A heads-up and a thank you to our friends over at Our Allen for the discovery of this little archive gem – Allen, polite but frustrated, in 1959, in the letters column of the San Francisco Chronicle, responding to the inane “dumbing-down” and the scornful, patronizing tone, of a review of a benefit-reading for John Wieners’ Measure that had taken place in the city a few days earlier:
“I am a “Beat poet and am willing to take the abuse that goes with the phrase because I understand the original beatific intention of the word, its true charm. But there is no point in your pasting that label on a dignified fellow like (Robert) Duncan, it’s inaccurate and it’s vulgar. Is you reporter too dumb to understand that? And has the Chronicle, no better sense, no better reporters….What was perhaps the main news item.. was completely missed… I gave a very extraordinary reading of the first major poem I have written since “Howl” (“Kaddish”). This is an event of considerable importance in San Francisco. I’m sorry that you’ve left it up to me to report it for you. While I’m at it, I request that you do not henceforth refer to me as a “Beatnik”. It’s an insulting term and I am insulted by it…”
Take that!
Peter Hartlaub, cultural critic at the Chronicle , also came across this:
As Steve Silberman notes – “A great find – Allen’s application for employment at the SF Chronicle in the early 1950s, listing Neal Cassady as his primary contact. He didn’t get the gig, and instead ended up working briefly for a market-research firm”
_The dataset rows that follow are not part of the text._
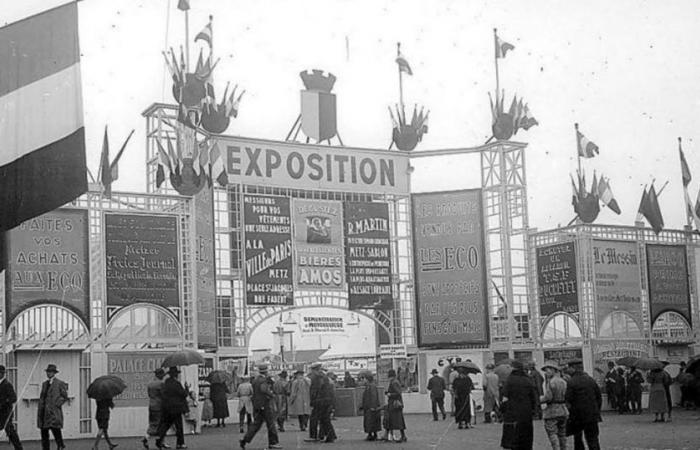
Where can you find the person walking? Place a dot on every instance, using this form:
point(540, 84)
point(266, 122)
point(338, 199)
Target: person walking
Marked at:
point(263, 398)
point(519, 403)
point(584, 401)
point(8, 397)
point(491, 393)
point(174, 405)
point(244, 392)
point(54, 393)
point(102, 418)
point(555, 413)
point(299, 399)
point(436, 386)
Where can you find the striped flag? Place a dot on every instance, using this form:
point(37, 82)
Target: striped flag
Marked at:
point(42, 156)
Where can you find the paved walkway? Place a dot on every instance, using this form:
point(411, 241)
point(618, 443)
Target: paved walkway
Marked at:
point(617, 433)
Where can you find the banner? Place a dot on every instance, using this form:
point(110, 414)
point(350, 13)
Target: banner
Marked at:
point(268, 250)
point(48, 262)
point(617, 279)
point(448, 249)
point(667, 270)
point(204, 268)
point(318, 245)
point(368, 255)
point(142, 260)
point(137, 370)
point(557, 286)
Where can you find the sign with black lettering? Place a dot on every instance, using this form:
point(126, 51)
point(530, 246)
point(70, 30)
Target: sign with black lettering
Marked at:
point(141, 260)
point(268, 250)
point(449, 262)
point(667, 267)
point(318, 245)
point(557, 285)
point(368, 257)
point(47, 262)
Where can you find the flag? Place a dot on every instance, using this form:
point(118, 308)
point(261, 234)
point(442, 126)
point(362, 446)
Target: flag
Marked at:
point(42, 156)
point(586, 148)
point(502, 46)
More observations on Allen here – (from Laila Hussey in Cambridge University’s Varsity magazine – “With Your Death Full of Flowers – Remembering Allen Ginsberg“):
“What strikes me most about Allen Ginsberg when I survey his life and work, is the sense of becoming that is so potent… He was never just one thing, he never constructed his entire self around one identity or one cultural influence. He was constantly expanding, changing, challenging himself… he was a man who made mistakes. (but) that’s why he’s my favourite poet — he was cripplingly, wonderfully human.”
Tom Veitch – We lost another remarkable human being last week – poet, comic book artist (sometime Benedictine monk!), Tom Veitch.
Allen memorably wrote an afterword to Tom’s 1976 book of poems, Death College & Other Poems
Tom, ten years later, returned the favor with this poem (featured in Bill Morgan’s Best Minds)
Allen in Tibet
Allen wakes up
from the dream of manifest
identity
on all levels, in all spaces,
with all the constraints
of meditative attention
His architecture of reason,
the politics of heart-forms,
the poetics of brave speech,
the waters of love’s emotion,
the touch of love’s separation,
the sleep of
patterned self-awareness in
the dream of being
Allen
Who in Buddha’s name is he anyway?
A cock of light probing
the buttocks of God?
Tom was a guest at Naropa Institute in the early days in 1976 and 1978 and can be heard reading from his work and answering questions here, here and here –
and from that latter visit – you can also listen in on sessions on “Psyche and Multiplicity”, “The Unconscious and Its Relation to Wholeness”, and “Alchemy and Ancient Writings”…
All this, long before his extraordinary success with the Star Wars franchise, writing those early comics (at a time when people were pretty dismissive of engagement in such a project, Star Wars was “old hat”), soldiering on and creating much of the subsequent back-story.
Irvin Angeles’ 2019 documentary on Veitch, made for Nick Sturm‘s class at Georgia Institute of Technology (which received plaudits from the its eponymous subject) may be viewed – here
Jack Kerouac – We haven’t forgotten to point you to vintage Allen Ginsberg Project postings on Kerouac this week, How about these?
Revisiting Jack Kerouac’s Poems – here and here – Mexico City Blues – here and here – American Haiku – here
Allen reads from The Dharma Bums
Ron Whitehead premieres his “Searching For Jack Kerouac” on Simon Warner’s Substack
Jerry Cimino has plans at The Beat Museum
Part 3 of Marco Moretti’s series in La Stampa
Celebrations of Kerouac’s Breton roots
oh, and this just in, Jim Irsay is going to be hosting a monster bash in the Beverley Hills Hotel in Los Angeles
Playback – Video from last year’s virtual European Beat Studies Conference is gradually being uploaded. See here for a podcast hosted by Benjamin Heal featuring a panel, chaired by Peggy Pacini and moderated by Estíbaliz Encarnación-Pinedo on “Art and the Beat Generation”. Panelists/papers by Beatriz Cordero – (“Abstract Expressionists and the Beat Generation”), Daria Baryshnikova – (“Art Language Radically Revised”) and Tanguy Harma – (“Counterculture, Counterpower? Disengagement – The Art of the Beat Generation”). More forthcoming.